Fantasia Music Evolved



Fantasia Music evolved is a rhythm game but only in a strict sense. Fantasia Music Evolved doesn’t require any musical instruments. Instead, it lets players use their Kinect 2 sensor and their hands to recreate some of the most memorable music from the Disney library. There are multiple instruments and synthesis in the game so that players can create just the right sound. Popular songs in the game include Zedd and Hayley Williams’ “Stay the Night” and “Let it Go” from Frozen. Fantasia Music Evolved is $59.99.

Kinect Sports Rivals

Kinect Sports Rivals

The Xbox One’s Kinect 2 is incredibly useful. It has an infrared blaster that allows the Xbox One to communicate with cable boxes, audio equipment and television sets. With Kinect Sports Rivals, the Kinect 2 sensor is also a way to go rock climbing, play tennis and bowl with the entire family. You simply move your hand around and the game interprets those motions and acts on them. Every Xbox One doesn’t come with a Kinect 2 sensor. As such, it’s a good idea to make sure you pick up an Xbox One that does or plan on buying the sensor and the game. A Kinect 2 sensor costs $149.99 outside of an Xbox One bundle. Kinect Sports Rivals is $49.99 from the Xbox Store. The Kinect 2 sensor works on more Xbox One games too.

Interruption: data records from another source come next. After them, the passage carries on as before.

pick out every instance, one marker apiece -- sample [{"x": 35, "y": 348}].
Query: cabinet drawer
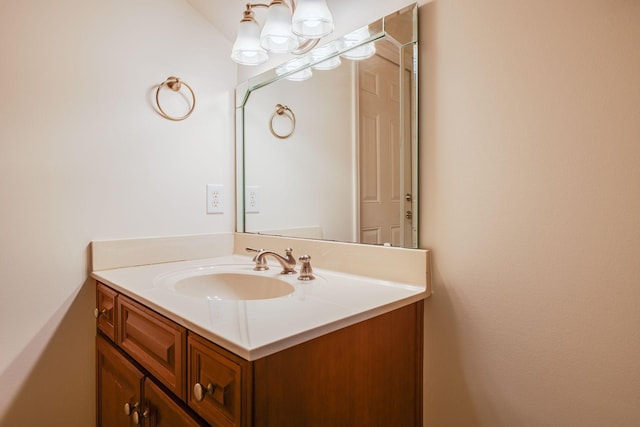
[
  {"x": 218, "y": 385},
  {"x": 105, "y": 310},
  {"x": 157, "y": 343},
  {"x": 162, "y": 411}
]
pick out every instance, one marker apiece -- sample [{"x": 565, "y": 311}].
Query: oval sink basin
[{"x": 232, "y": 286}]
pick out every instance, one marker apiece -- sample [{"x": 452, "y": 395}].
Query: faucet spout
[{"x": 287, "y": 262}]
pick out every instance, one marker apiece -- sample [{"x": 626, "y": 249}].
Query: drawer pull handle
[
  {"x": 128, "y": 408},
  {"x": 200, "y": 392}
]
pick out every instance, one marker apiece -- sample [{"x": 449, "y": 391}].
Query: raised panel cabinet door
[
  {"x": 118, "y": 384},
  {"x": 162, "y": 411},
  {"x": 218, "y": 385},
  {"x": 157, "y": 343}
]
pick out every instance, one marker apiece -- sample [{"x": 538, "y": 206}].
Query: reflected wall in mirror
[{"x": 327, "y": 143}]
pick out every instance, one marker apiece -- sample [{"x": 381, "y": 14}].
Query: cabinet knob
[
  {"x": 199, "y": 392},
  {"x": 136, "y": 416},
  {"x": 130, "y": 408}
]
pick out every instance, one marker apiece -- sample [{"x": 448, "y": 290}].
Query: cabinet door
[
  {"x": 218, "y": 384},
  {"x": 118, "y": 384},
  {"x": 156, "y": 343},
  {"x": 162, "y": 411}
]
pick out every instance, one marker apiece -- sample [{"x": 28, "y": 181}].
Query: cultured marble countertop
[{"x": 254, "y": 329}]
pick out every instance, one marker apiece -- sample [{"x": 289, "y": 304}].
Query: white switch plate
[
  {"x": 215, "y": 198},
  {"x": 252, "y": 199}
]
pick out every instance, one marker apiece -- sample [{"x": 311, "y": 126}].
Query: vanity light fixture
[{"x": 282, "y": 31}]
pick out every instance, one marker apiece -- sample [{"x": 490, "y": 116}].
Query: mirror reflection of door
[{"x": 379, "y": 148}]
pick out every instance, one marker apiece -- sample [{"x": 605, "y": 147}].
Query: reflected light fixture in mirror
[
  {"x": 325, "y": 52},
  {"x": 292, "y": 65},
  {"x": 283, "y": 32}
]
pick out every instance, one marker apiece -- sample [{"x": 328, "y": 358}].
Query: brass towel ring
[
  {"x": 283, "y": 110},
  {"x": 175, "y": 84}
]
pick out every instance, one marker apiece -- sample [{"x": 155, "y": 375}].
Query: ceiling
[{"x": 348, "y": 14}]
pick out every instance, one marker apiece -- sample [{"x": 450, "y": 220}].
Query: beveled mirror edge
[{"x": 244, "y": 89}]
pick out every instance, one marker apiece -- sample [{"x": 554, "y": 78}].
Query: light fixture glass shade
[
  {"x": 322, "y": 52},
  {"x": 276, "y": 34},
  {"x": 246, "y": 49},
  {"x": 312, "y": 19}
]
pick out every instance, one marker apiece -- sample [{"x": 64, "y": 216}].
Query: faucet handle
[
  {"x": 306, "y": 272},
  {"x": 261, "y": 262}
]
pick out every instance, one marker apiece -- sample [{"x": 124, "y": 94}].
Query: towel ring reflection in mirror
[
  {"x": 175, "y": 84},
  {"x": 283, "y": 110}
]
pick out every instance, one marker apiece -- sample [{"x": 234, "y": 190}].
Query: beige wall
[
  {"x": 530, "y": 128},
  {"x": 83, "y": 156}
]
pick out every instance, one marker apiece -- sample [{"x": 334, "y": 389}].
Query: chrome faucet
[{"x": 288, "y": 262}]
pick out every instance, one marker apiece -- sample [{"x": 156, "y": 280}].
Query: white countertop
[{"x": 254, "y": 329}]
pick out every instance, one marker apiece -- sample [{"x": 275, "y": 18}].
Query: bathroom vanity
[{"x": 166, "y": 358}]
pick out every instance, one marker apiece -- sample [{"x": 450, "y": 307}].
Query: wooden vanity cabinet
[{"x": 366, "y": 374}]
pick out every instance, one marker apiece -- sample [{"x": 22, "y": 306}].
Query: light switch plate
[
  {"x": 252, "y": 199},
  {"x": 215, "y": 198}
]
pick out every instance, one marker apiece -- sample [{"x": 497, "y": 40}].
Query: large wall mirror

The Xbox One has more family friendly games then these. Look at your local games retailer for more and remember to keep an eye out on each game’s rating. Anything with an E is good for just about the entirely family. T is for games that are more oriented for teens and mature adults. M games are meant for players 17 and up and require an ID to purchase at most retailers. So too, do games rated A. They’re for adults only. Look for the ratings on the packaging before you purchase any game for your entire family. If you purchase in the Xbox One Store digitally, ratings are listed along with the game’s other features.

Not Family Friendly

Grand Theft Auto V

gta 5


If it feels like you heard a lot about Grand Theft Auto V arriving on store shelves last year, that’s because it did. Rockstar Games released an Xbox 360 and PS3 version of the game last year. The Xbox One and PS4 are getting their own version of GTA V this year. This version has the same campaign and multiplayer as the first version, but looks much better and includes a ton of few extras. Grand Theft Auto V is $59.99 from the Xbox Store. You still cars and pull off big heists in GTA V. It is definitely not for kids or even pre-teens.

Assassin’s Creed Unity


Assassin’s Creed Unity is an open world game that takes place in the streets of Paris, France during the French Revolution. Players take on the role as Arno, a new member of the Assassin Order tracking down murder suspects, defending the people of France and playing enemy to the Templar Order. Co-operative Assassinations are big in this game, instead of a multiplayer experience. In addition, there’s a long and detailed single player campaign. It’s definitely not kid friendly because of all the blood and gore involved. Assassin’s Creed Unity is $59.99 from the Xbox Store.

Sunset Overdrive



Sunset Overdrive is a shooter on rails with a great sense of humor. Players create their own character and try to stop the zombie infestation that’s taken over Sunset City. Explosive teddy bears and outrages weapons are the norm in this game. It also includes a multiplayer mode for teaming up with friends. Sunset Overdrive costs $59.99 for the Xbox Store.

All of the links provided in this buying guide pertain to a digital copy that can be purchased in the Xbox Store. Games that are purchased digitally ae available on any console you sign into Xbox Live with. That being said, they on average cost more than their physical counterparts and can’t be traded in at GameStop for credit. You can buy either or, but it’s good to only buy digital games if you’re ok with never being able to trade it in and don’t wont to have to worry about scratched discs.

Good look with your Xbox One games buying.